UC San Diego

Bipolar disorder (BD) is a neuropsychiatric disorder that causes depressive and manic mood episodes and greatly increases the risk of suicide. People affected by BD are known to possess circadian rhythm abnormalities, and while it has been suggested that these alterations in circadian rhythms are correlated to the symptomatic mood episodes, it is unknown how these disruptions are caused or how they specifically relate to the pathogenesis of BD. To investigate the molecular mechanisms of circadian rhythms in BD, we analyzed the circadian gene expression patterns in induced pluripotent stem cell (iPSC)-derived neural progenitor cells (NPCs) and neurons from BD subjects compared to healthy subjects. Gene expression was measured across a 24-hour cycle by performing qRT-PCR on the core clock genes that control the transcriptional-translational negative feedback loop (TTFL). Expression of two clock genes in particular, CRY1 and PER2, was found to be highly expressed in BD NPCs compared to control NPCs, demonstrating that disruption of the clock may begin early on in neuronal development.

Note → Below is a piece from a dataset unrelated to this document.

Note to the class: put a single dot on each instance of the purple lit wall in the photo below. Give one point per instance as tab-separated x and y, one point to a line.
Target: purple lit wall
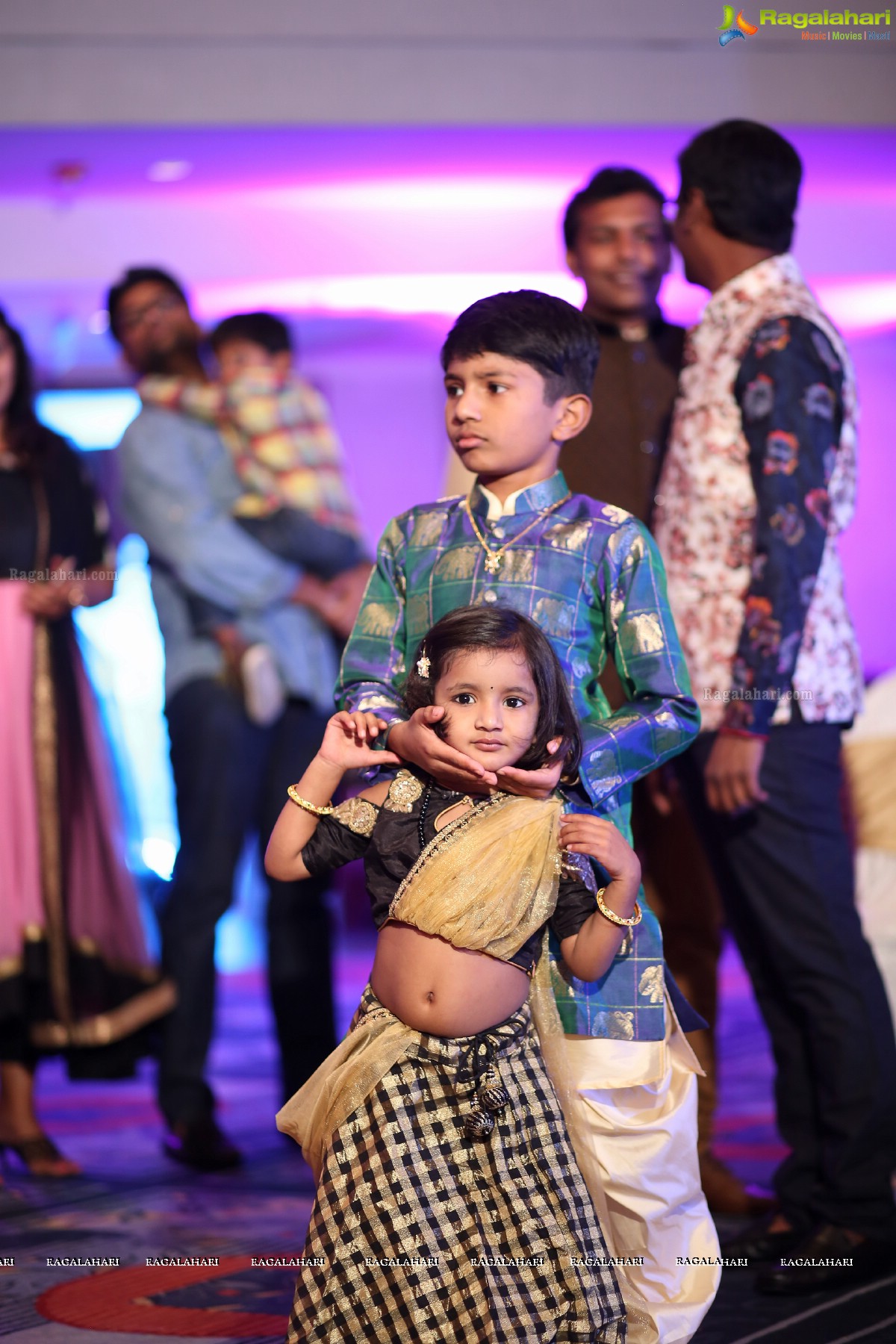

Further gene expression analyses of differentiated neurons revealed that this CRY1 and PER2 finding was consistent across cell types. No other clock genes were found to have expression differences in either cell types, demonstrating some degree of specificity regarding CRY1 and PER2’s association with BD. Our analysis shows that looking into the mechanisms of circadian gene regulation in BD is a promising area of study in uncovering the molecular workings and developmental manifestation of BD.